Bug 22 — Blank import dropped by goimports, endpoint disappears

import (
    "net/http"
    // _ "expvar"   <- removed by an editor "organize imports" pass
)

func main() {
    http.ListenAndServe(":8080", nil)
}
$ curl -i localhost:8080/debug/vars
HTTP/1.1 404 Not Found

Bug: The only thing wiring up /debug/vars was the blank import _ "expvar". A tooling pass (goimports/IDE "remove unused imports") sees no referenced symbol and deletes it, silently removing the endpoint registration. Nothing references expvar, so nothing complains.

Fix: if you rely on the side effect, make the dependency explicit and tool-stable — either reference the package (so it's not "unused"), or keep the blank import with a comment that signals intent:

import (
    _ "expvar" // registers /debug/vars on the default mux — do not remove
    "net/http"
)

Better in non-trivial servers: mount expvar.Handler() explicitly on a mux you control, which makes the dependency a real reference that tooling won't drop.


Summary

expvar looks trivial — publish a number, read JSON — but the bugs cluster around a few recurring misunderstandings:

  1. The endpoint lives on a specific mux. Importing expvar registers on http.DefaultServeMux; a custom mux (the right choice for public traffic) needs an explicit expvar.Handler() mount, and a dropped blank import silently removes the endpoint. Know which mux serves /debug/vars, and scrape the right listener.
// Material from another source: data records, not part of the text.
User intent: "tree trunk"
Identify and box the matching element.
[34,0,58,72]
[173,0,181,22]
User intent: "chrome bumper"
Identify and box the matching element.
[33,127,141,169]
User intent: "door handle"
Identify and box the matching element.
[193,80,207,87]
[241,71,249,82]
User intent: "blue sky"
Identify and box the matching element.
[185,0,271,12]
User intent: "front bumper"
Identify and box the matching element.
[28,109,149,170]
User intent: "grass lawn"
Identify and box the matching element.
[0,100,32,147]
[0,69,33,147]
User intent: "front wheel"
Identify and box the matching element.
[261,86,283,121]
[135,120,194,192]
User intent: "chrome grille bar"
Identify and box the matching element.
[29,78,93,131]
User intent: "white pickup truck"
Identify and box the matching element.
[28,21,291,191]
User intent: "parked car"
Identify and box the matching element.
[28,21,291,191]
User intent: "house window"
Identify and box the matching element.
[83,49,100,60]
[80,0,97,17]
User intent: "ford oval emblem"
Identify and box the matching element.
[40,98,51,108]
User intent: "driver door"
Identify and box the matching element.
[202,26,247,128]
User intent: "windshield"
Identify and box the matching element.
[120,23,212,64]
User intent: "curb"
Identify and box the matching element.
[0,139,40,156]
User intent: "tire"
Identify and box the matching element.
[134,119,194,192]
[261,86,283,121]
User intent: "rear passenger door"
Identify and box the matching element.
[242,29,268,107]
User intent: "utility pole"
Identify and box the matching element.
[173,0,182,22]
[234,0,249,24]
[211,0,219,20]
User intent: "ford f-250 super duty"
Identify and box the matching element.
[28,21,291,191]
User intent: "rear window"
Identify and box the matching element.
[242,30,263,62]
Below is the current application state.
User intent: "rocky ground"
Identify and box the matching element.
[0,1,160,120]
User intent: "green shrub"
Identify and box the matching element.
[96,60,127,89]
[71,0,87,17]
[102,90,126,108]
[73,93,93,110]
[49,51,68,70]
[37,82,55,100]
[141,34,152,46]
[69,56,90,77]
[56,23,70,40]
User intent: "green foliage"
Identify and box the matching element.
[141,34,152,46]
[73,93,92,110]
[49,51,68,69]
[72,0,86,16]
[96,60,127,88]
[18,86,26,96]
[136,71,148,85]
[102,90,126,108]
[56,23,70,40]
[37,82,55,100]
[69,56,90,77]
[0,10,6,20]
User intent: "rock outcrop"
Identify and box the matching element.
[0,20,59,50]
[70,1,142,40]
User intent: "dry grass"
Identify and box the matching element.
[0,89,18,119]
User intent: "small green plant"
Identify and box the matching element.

  2. The registry is global, permanent, and fatal on duplicates. Re-publishing a name log.Fatals; libraries that publish collide; tests that publish crash. Decouple counting from publishing, let applications own the namespace, and inject unpublished vars in tests.

  3. String() is spliced raw and must be valid JSON. A custom Var returning non-JSON poisons the whole document; String always quotes (so it's wrong for raw JSON objects — use Func). Custom Vars and Funcs must also be panic-free and synchronize any shared state they read, because expvar protects only its own types.

  4. The read path runs on every scrape. Func bodies and memstats recompute per read; keep them cheap (cache expensive values), and never expose /debug/vars publicly, because cmdline and memstats leak operational detail.

Treat expvar as a small, sharp tool: publish once under stable names, emit valid JSON, keep reads cheap and safe, and gate the endpoint.